The taxpayer appealed the Tax Court’s decision to the Fifth Circuit, which overturned the Tax Court’s decision and held that a “limited partner” is a limited partner in a state-law limited partnership that has limited liability. The court found that the ordinary meaning of “limited partner” when the statute was enacted in 1977 referred to liability status, as supported by contemporaneous dictionary definitions and interpretations of both the IRS and the Social Security Administration.

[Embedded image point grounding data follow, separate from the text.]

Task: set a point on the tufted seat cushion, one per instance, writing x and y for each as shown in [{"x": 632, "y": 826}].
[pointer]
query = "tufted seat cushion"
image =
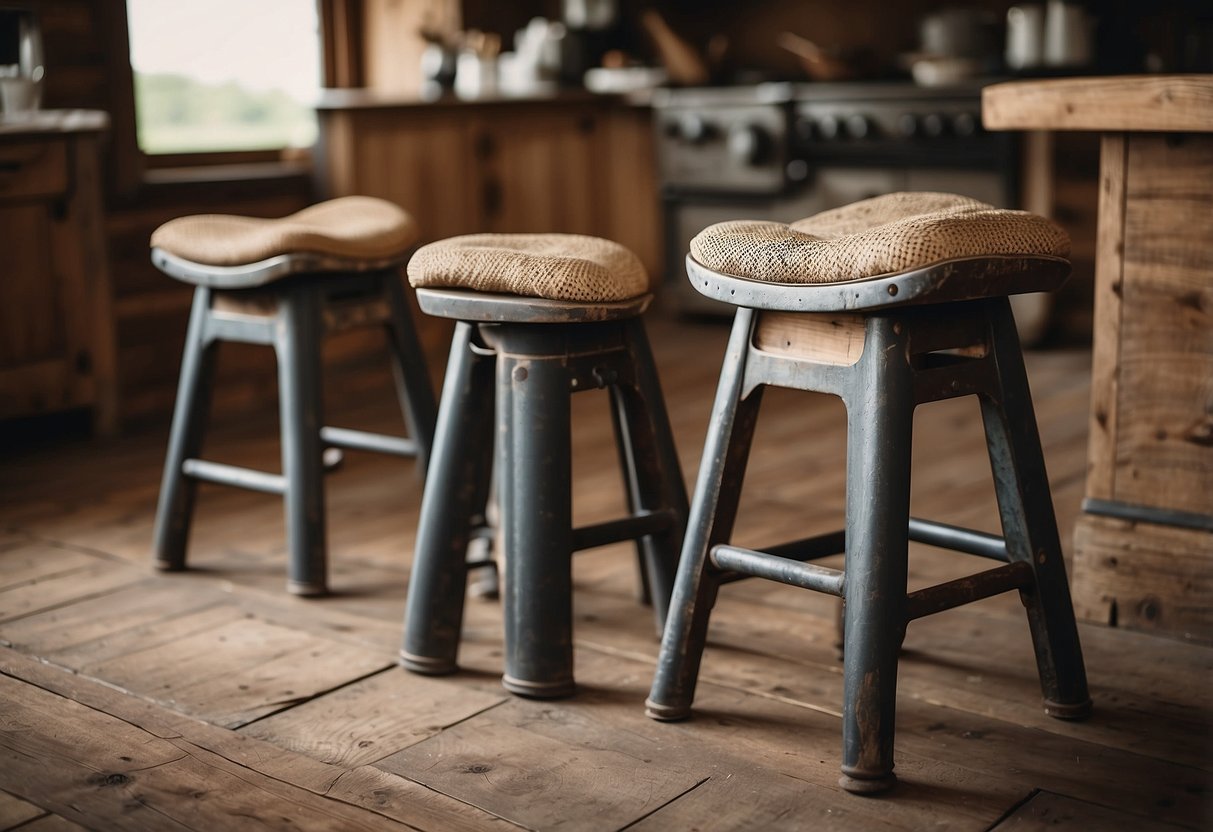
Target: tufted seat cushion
[
  {"x": 557, "y": 267},
  {"x": 348, "y": 227},
  {"x": 887, "y": 234}
]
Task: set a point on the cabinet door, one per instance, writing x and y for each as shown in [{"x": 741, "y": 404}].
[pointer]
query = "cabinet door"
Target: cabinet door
[
  {"x": 539, "y": 172},
  {"x": 45, "y": 358},
  {"x": 422, "y": 161}
]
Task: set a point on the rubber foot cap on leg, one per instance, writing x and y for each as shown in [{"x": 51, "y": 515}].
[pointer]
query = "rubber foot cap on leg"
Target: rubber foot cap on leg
[
  {"x": 307, "y": 588},
  {"x": 877, "y": 785},
  {"x": 558, "y": 689},
  {"x": 665, "y": 712},
  {"x": 426, "y": 665}
]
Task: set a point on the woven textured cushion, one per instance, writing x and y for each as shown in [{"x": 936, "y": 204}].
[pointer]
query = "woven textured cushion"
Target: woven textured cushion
[
  {"x": 887, "y": 234},
  {"x": 349, "y": 227},
  {"x": 557, "y": 267}
]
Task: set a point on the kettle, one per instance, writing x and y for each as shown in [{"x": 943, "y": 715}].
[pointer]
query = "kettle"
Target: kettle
[{"x": 21, "y": 61}]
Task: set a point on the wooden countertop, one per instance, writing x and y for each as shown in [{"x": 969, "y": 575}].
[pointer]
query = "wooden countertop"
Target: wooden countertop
[
  {"x": 364, "y": 98},
  {"x": 35, "y": 123},
  {"x": 1155, "y": 103}
]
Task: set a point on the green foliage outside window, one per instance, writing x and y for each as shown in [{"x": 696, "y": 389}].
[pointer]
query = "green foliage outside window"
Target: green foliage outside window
[{"x": 180, "y": 114}]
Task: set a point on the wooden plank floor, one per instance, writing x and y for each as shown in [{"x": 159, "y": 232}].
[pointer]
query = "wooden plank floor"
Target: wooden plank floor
[{"x": 211, "y": 700}]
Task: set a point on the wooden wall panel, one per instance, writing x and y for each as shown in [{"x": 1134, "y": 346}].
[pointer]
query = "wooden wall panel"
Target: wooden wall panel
[{"x": 1165, "y": 391}]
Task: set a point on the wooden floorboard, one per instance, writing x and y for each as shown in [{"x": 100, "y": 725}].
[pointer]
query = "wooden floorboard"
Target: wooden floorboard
[{"x": 211, "y": 699}]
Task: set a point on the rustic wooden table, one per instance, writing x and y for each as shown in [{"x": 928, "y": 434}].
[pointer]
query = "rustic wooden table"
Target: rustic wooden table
[{"x": 1144, "y": 545}]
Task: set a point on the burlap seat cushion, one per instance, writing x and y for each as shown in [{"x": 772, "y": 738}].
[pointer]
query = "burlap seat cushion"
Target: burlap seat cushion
[
  {"x": 557, "y": 267},
  {"x": 887, "y": 234},
  {"x": 349, "y": 227}
]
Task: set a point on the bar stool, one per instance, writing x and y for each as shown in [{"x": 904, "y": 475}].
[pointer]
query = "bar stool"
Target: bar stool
[
  {"x": 286, "y": 283},
  {"x": 539, "y": 317},
  {"x": 888, "y": 303}
]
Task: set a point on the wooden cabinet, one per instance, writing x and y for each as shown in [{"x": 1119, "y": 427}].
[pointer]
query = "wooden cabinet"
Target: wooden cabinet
[
  {"x": 577, "y": 165},
  {"x": 56, "y": 330}
]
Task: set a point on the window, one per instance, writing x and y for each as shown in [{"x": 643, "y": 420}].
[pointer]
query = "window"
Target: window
[{"x": 221, "y": 75}]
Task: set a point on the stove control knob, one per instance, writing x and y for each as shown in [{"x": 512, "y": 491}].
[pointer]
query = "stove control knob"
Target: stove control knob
[
  {"x": 829, "y": 127},
  {"x": 933, "y": 125},
  {"x": 966, "y": 124},
  {"x": 909, "y": 125},
  {"x": 749, "y": 143},
  {"x": 694, "y": 129},
  {"x": 860, "y": 126}
]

The court concluded that the “passive investor” rule championed by the IRS was not only inconsistent with the statutory text but would also introduce uncertainty and complexity and “a great deal of litigation.”

KPMG observation

  • The Fifth Circuit majority opinion addressed several counter-arguments offered by the Tax Court, the IRS and the dissent and found that each failed. 
  • The Fifth Circuit noted with interest that the IRS did not even raise the Tax Court’s argument regarding a “limited partner, as such” and acknowledged the existence of dual-status arrangements in noting: “People – including limited partners – can have multiple functions or capacities.”
  • Although the decision of the Fifth Circuit will be well received by taxpayers and practitioners, it is limited to limited partners in state-law limited partnerships and does not specifically apply to members of a limited liability company classified as a partnership for federal tax purposes.